As you threw footballs at the assholes driving Gulf Shores Police vehicles (they definitely deserved it) and played cat-and-mouse with your beach house rental agency, Stephen Corbitt was gearing up for surgery that will hopefully save the life of a young cancer patient.
From The Daily Independent:
Stephen Corbitt didn’t spend his spring break like the normal college student.
He was busy giving a young boy who lives somewhere in the United States a chance to beat cancer.
Corbitt’s spring break included a stay in the University of South Carolina Medical Center in Charleston, S.C., where he was donating bone marrow.
Corbitt knows little about the recipient.
“All I know is it’s a young boy with cancer,” he said. “I dont know his name or location.”
Even with the mystery, the idea that the bone marrow transplant may save the young boy is emotional for everyone involved.
“Kind of how everyone is,” said his mother, Elaine Corbitt. “This child has become our child, a family or community child.

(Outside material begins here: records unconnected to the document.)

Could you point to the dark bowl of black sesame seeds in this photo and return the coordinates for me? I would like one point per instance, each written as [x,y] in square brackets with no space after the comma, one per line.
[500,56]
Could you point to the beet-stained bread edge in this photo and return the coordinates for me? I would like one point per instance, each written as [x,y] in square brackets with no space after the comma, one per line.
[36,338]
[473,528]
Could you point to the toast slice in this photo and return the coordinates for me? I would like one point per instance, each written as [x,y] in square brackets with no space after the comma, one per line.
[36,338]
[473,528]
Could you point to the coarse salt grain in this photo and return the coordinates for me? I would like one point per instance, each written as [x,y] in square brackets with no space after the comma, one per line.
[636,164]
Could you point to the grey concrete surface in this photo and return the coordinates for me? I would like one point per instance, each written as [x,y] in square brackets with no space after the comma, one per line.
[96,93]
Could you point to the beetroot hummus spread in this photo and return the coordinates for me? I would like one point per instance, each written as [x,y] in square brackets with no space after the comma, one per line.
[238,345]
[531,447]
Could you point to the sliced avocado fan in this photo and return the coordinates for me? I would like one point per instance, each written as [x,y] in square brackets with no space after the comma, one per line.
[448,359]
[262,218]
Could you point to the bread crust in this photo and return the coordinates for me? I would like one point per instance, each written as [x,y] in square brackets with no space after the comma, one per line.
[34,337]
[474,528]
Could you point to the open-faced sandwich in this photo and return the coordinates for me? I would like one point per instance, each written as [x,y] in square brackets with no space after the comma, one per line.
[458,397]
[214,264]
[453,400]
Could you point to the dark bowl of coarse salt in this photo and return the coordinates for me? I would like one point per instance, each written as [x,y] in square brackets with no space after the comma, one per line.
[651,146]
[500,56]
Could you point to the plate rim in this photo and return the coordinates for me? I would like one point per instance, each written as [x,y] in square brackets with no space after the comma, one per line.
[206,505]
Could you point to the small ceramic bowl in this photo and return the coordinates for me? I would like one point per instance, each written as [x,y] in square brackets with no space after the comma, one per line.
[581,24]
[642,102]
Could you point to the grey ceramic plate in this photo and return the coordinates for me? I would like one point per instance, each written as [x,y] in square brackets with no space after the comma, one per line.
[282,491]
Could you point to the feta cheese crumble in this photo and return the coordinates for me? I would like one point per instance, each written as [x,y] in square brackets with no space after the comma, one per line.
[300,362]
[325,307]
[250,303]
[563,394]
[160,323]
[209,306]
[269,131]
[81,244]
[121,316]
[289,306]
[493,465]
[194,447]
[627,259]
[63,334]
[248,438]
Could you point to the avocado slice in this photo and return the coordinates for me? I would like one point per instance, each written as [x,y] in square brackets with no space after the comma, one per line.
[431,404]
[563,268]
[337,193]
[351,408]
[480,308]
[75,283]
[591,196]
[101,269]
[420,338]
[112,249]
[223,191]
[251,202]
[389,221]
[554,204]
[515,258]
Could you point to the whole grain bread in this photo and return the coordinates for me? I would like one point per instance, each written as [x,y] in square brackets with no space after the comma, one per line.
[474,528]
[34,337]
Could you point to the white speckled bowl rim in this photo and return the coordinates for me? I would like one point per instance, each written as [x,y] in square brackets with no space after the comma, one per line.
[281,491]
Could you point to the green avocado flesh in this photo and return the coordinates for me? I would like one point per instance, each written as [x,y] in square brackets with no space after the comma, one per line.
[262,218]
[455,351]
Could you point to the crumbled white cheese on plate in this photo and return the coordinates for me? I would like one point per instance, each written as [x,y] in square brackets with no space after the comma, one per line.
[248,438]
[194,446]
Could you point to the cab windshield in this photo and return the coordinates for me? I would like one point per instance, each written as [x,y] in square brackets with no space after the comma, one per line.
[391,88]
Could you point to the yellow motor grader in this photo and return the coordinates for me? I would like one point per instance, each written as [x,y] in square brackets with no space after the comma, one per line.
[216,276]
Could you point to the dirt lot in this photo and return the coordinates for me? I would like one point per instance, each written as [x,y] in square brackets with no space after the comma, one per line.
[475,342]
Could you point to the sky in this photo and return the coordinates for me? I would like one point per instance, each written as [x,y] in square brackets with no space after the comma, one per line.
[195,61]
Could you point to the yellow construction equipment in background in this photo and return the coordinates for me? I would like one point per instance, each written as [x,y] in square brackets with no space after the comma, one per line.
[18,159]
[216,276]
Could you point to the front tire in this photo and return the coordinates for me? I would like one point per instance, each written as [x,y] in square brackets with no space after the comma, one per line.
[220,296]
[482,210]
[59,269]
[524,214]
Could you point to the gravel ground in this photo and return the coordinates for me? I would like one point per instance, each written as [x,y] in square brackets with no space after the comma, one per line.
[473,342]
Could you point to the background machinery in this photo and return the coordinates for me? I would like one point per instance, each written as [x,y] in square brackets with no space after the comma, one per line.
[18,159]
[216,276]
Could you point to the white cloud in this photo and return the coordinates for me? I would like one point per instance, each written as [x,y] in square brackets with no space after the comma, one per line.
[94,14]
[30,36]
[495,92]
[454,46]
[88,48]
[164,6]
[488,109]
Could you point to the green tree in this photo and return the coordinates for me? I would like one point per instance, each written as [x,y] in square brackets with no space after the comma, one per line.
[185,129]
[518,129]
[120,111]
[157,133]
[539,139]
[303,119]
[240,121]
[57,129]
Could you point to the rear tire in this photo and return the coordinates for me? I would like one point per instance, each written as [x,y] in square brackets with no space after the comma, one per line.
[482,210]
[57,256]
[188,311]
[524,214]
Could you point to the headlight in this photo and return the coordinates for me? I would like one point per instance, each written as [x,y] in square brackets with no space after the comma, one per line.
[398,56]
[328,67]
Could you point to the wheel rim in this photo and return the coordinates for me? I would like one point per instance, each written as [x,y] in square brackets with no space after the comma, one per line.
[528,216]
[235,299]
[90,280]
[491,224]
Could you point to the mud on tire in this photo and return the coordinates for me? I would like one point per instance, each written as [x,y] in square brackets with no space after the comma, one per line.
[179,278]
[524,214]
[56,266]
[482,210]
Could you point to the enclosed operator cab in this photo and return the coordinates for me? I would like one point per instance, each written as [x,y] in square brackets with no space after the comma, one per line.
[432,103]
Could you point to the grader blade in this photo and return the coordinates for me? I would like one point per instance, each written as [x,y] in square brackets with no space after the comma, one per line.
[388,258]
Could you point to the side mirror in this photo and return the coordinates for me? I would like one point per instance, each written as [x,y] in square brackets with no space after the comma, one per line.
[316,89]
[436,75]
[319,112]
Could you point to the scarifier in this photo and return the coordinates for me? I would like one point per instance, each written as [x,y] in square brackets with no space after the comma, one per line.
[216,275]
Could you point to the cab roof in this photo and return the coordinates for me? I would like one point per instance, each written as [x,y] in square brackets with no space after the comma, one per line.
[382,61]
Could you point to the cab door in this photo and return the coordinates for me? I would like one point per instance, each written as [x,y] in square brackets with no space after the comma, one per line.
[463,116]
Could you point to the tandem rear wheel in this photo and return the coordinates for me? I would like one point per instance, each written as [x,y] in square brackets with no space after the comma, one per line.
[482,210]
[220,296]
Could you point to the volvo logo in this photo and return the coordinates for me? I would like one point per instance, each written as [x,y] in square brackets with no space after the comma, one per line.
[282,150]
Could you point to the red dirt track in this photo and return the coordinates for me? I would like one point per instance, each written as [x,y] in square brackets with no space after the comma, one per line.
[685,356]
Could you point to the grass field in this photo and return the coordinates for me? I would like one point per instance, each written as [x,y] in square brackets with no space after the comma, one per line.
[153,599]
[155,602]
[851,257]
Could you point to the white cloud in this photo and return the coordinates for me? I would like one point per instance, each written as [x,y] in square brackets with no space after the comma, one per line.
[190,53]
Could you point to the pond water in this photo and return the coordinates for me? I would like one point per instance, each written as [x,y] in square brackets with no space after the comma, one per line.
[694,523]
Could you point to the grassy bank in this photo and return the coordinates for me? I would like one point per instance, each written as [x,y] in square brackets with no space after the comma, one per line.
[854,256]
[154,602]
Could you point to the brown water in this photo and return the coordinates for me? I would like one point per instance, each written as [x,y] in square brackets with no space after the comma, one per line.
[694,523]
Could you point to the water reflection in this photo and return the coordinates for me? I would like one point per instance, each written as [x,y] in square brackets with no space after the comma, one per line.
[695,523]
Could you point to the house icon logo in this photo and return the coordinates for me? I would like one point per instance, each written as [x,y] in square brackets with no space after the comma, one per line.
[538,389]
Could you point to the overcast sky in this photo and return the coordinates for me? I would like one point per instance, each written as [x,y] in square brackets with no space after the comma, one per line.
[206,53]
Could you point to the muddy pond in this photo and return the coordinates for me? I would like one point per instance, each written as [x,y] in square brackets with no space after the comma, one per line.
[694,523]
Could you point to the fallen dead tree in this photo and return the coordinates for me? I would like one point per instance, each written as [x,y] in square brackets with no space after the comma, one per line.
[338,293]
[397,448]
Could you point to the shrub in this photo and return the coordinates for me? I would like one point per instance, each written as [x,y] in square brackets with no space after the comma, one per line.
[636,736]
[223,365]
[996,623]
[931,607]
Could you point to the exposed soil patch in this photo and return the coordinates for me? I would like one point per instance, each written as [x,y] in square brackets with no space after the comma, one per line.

Everyone wants a great outcome.
“With all the things in the world right now, to have that kind of hope given to a family, is kind of phenomenal especially at Easter.”
— Phi Gamma Delta HQ (@PhiGamHQ) March 15, 2016
Corbitt, a sophomore at the University of South Carolina and a member of the Phi Gamma Delta executive board, will know if his donation was successful within four to six weeks. The Greek connection to this story goes even further, too. While his mom is on the registry, it wasn’t until another organization approached him that he decided to get registered.
Corbitt agreed to sign up through some of the college experience. He is one of the founders of a new fraternity on the USC campus, Phi Gamma Delta, and one of the sororities on campus convinced the fraternity to join with them in working with getting people on the National Registry for Bone Marrow Transplants.
“They do a cheek swab to get on the registry,” he said. “If there’s a preliminary match, they do more testing on the cheek swab. If that goes well, they do blood test.”
Of course, even after signing to be on the National Registry, Corbitt never thought he’d heard from them again.